Any future review should, in our view, build upon this existing regime and make targeted adjustments to ensure a more refined, future-proof framework that is tailored to the risks and business models of investment firms. More broadly, it is crucial that over the next five years the EU regains global competitiveness, in particular by developing deeper and more liquid capital markets so that EU companies and the broader EU economy can grow and flourish. To achieve this, however, it is crucial that policymakers reflect on the functioning and attractiveness of EU markets and thoughtfully adapt the regulatory framework where necessary.

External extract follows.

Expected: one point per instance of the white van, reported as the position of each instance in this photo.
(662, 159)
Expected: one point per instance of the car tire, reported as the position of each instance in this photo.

In light of this, our comments focus on a number of thematic issues relevant to the development of EU markets, which can be summarised as follows:
- The need to maintain the IFR/D as a prudential regulatory framework that is appropriately calibrated to investment firms’ business models. Applying bank specific requirements to investment firms – like the new market risk framework or resolution rules – is not appropriate in our view and should be further revised.
- Liquidity requirements should be refined to better align them with investment firms’ business model. We would underline that the calculation of liquidity requirements under IFR/D is clear and well understood but there is an opportunity to adjust certain aspects of the rules as they apply to investment firms. For instance, the types of assets that are eligible to qualify as liquid assets and how liquidity requirements should apply to certain types of investment firms.
- Remuneration rules should be adjusted to ensure a level playing field across sectors. Specifically, we believe that they should be decoupled from that of CRR/CRD and be aligned with the remuneration rules in the UCITS and AIFMD frameworks to ensure they are proportionate to the size and business model of investment firms and do not impact firms’ ability to attract and retain talent.
- Create a standalone K-Factor framework within IFR and recalibrate certain calculations. We believe the time is right for policymakers to specify and calibrate k-factors on their own within the IFR/D regime without having to refer to any CRR/CRD concepts. We think this approach has added benefits for firms and supervisors considering revisions of the frameworks are not always done in parallel.
- Ensure that reporting requirements is fully harmonised at EU level. We note that within the DP, the EBA suggest potentially extending the reporting requirements for investment firms to financial information or allowing NCAs obtain this information. We would point out that financial information is already reported to some competent authorities, like Ireland, and that reporting requirements should be harmonised across the EU to avoid different NCAs apply different reporting regimes.